Who do we share data with?
Your data may be transferred to entities processing personal data on behalf of the controller, including companies cooperating with VT Cyber Sp. z o.o., IT service providers, and marketing agencies. These entities process data based on a contract with the controller and only in accordance with its instructions. In such cases, third parties are required to maintain confidentiality and security of information, and it is verified whether they provide adequate data protection measures.
Your data may also be shared with entities entitled to obtain it under applicable law, e.g., law enforcement authorities. To the extent permitted by applicable law, we may also share your data with institutions dealing with debt collection and trading in receivables.
Processing is based on voluntary consent by trusted entities of your personal data, which is shared in the browsing history of the website and online store, for marketing purposes (including automated analysis of activity on the website, including the placement of web tags, such as cookies) on your devices and reading such tags. The aforementioned data may be shared with our trusted partners.
List of trusted partners:
Google Analytics: More information about Google Analytics, including how it works and what data it collects, can be found at: tools.google.com. If you wish to block tracking by Google Analytics, you can install a browser add-on, such as the “Google Analytics Opt-out Browser Add-on,” available at tools.google.com. This helps users protect their privacy by preventing Google Analytics from collecting data about their online activity.
Facebook: More information about Facebook’s privacy policy, ad settings, and how to manage personal data can be found at: www.facebook.com. You will find details on how Facebook collects, uses, and shares user data, as well as options for controlling your privacy settings.
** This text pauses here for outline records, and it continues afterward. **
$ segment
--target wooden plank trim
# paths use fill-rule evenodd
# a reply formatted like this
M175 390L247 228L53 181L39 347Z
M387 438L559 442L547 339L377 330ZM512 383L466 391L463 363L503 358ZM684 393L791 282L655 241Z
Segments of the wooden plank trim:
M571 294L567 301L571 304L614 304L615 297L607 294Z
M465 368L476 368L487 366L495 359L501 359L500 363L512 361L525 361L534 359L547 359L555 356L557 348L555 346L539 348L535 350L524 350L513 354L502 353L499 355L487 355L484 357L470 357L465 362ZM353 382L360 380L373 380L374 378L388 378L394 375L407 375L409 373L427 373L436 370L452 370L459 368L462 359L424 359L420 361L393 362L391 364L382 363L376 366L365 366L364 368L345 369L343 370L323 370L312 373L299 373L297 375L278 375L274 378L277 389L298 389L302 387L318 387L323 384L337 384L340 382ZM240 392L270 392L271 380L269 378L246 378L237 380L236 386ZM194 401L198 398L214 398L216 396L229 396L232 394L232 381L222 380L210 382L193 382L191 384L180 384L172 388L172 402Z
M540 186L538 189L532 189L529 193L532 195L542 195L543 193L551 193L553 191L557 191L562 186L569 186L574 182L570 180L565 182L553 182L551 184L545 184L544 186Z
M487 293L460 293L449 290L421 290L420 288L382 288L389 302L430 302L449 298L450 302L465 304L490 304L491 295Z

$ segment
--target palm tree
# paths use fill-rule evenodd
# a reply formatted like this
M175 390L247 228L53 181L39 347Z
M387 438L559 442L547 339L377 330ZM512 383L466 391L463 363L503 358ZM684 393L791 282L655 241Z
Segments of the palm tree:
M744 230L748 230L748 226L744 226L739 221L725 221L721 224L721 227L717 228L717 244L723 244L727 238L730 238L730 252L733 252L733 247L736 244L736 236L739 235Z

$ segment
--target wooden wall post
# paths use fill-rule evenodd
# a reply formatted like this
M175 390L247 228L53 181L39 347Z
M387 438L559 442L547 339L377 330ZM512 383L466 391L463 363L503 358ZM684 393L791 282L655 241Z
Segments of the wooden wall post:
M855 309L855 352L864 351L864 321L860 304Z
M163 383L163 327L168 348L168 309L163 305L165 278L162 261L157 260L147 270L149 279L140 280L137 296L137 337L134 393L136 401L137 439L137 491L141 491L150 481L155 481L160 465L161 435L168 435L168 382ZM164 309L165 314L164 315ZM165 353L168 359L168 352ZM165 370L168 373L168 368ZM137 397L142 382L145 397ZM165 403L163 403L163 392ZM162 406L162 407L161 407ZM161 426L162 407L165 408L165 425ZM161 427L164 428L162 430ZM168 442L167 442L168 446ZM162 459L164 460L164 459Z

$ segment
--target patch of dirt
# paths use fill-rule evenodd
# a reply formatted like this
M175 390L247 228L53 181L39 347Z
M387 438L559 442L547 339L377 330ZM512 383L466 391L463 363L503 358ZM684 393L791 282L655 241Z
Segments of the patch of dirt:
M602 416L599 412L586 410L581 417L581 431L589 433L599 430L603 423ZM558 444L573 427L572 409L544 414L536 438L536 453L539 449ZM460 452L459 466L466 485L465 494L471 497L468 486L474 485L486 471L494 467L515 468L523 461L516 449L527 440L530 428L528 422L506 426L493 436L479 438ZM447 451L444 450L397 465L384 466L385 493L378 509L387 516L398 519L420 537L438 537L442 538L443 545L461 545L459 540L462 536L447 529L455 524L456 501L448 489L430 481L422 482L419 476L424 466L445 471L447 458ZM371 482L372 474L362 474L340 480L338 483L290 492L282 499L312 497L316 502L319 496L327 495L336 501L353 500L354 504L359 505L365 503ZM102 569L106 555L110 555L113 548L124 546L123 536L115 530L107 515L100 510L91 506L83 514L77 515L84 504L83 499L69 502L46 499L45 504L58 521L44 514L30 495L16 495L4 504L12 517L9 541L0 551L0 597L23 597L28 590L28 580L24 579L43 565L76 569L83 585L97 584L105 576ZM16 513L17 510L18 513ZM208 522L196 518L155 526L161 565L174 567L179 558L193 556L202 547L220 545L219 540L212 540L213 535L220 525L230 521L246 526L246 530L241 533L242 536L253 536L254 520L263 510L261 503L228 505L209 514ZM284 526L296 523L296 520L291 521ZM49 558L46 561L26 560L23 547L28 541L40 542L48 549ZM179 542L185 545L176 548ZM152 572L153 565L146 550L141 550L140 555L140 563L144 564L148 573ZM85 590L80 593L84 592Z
Microsoft: More information about Microsoft’s privacy policy, including details on the collection, processing, and protection of personal data, can be found at: privacy.microsoft.com/en-GB/privacystatement. This page provides comprehensive explanations regarding the use of cookies, analytical technologies, and user data management options.
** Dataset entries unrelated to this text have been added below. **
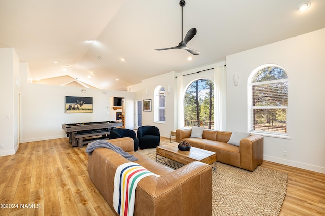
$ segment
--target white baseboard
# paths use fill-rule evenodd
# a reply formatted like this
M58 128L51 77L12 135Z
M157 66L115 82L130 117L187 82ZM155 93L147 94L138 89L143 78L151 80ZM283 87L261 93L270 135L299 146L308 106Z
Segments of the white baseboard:
M263 160L325 174L325 167L321 167L311 164L307 164L297 161L293 161L282 158L276 158L275 157L268 156L266 155L263 155Z
M60 139L61 138L66 138L66 135L57 135L57 136L47 136L47 137L37 137L37 138L32 138L30 139L22 139L21 141L21 143L26 143L26 142L37 142L38 141L43 141L43 140L48 140L50 139Z

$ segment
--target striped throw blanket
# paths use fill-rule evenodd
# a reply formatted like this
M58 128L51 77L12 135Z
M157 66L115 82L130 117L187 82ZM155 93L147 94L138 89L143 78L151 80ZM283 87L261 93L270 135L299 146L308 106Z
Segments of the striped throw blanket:
M114 209L120 215L133 215L137 184L142 178L154 175L139 164L129 162L117 167L114 181Z

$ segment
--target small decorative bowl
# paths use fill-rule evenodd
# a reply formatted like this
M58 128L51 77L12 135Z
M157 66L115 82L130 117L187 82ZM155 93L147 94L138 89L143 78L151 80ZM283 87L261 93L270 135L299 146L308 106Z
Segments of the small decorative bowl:
M189 151L189 150L191 149L191 146L180 146L178 145L178 149L181 151Z
M189 151L191 149L191 145L186 140L183 140L178 144L178 149L181 151Z

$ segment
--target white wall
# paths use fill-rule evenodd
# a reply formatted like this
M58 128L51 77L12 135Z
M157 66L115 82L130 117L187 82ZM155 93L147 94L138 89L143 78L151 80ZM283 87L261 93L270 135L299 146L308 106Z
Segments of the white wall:
M247 82L253 70L272 63L287 73L290 138L265 136L264 160L325 173L324 39L325 29L227 56L229 131L248 130Z
M13 48L0 49L0 156L15 154L18 142L18 95L19 60Z
M124 97L126 104L126 128L133 129L134 93L121 91L51 86L22 82L21 84L21 142L44 140L66 137L62 129L64 123L112 120L110 113L111 97ZM65 97L93 98L93 112L66 113Z

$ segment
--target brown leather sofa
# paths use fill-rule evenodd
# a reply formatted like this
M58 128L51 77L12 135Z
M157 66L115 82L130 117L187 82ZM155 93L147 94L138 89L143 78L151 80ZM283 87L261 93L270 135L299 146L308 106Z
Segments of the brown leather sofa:
M134 152L133 140L131 138L108 141L139 159L134 162L160 175L146 177L138 183L134 215L212 214L210 165L194 162L174 170ZM114 174L118 166L128 162L120 154L104 148L95 149L88 156L89 177L113 210Z
M263 137L251 134L240 146L228 144L231 132L203 129L202 138L190 138L191 128L176 130L176 142L186 140L191 146L217 153L217 161L253 171L263 161Z

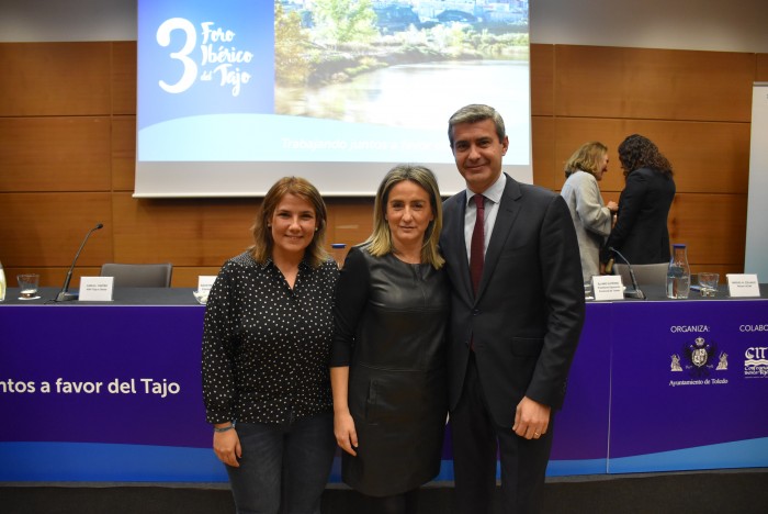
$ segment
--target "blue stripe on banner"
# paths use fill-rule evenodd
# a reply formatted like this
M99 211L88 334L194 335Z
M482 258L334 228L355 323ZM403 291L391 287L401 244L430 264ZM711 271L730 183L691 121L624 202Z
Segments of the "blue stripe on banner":
M768 437L608 459L609 473L765 468Z
M210 448L0 443L0 482L227 482ZM341 480L337 457L330 482Z
M208 448L0 443L0 481L226 482Z
M768 437L618 459L552 460L549 477L765 467ZM227 482L208 448L94 443L0 443L0 482ZM341 481L337 456L329 482ZM434 481L453 481L442 460Z

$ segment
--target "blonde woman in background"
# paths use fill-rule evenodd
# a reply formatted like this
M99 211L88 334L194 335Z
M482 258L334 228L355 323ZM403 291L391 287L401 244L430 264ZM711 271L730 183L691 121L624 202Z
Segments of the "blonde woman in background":
M608 172L608 147L597 141L585 143L565 163L565 185L561 194L568 204L574 221L581 276L589 282L600 275L600 248L611 233L615 202L606 204L598 182Z

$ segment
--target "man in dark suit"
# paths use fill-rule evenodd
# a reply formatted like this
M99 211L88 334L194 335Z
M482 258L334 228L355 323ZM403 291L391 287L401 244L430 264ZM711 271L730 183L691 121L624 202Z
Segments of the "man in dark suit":
M498 450L502 512L537 512L584 324L576 233L562 197L501 172L509 139L496 110L460 109L449 139L467 187L444 202L440 238L456 503L493 512Z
Cynet: More information about Cynet’s privacy policy, including how the company collects, uses, and protects personal data, can be found at: www.cynet.com. Cynet collects information, such as IP addresses, for risk and fraud analysis and website optimization. The company shares personal data with third parties for purposes related to customer experience, marketing, and analysis, but users can request modification or deletion of their data by contacting Cynet. Details about these processes and user rights are available in the privacy policy on their website.
This document was published on: 17.12.2024.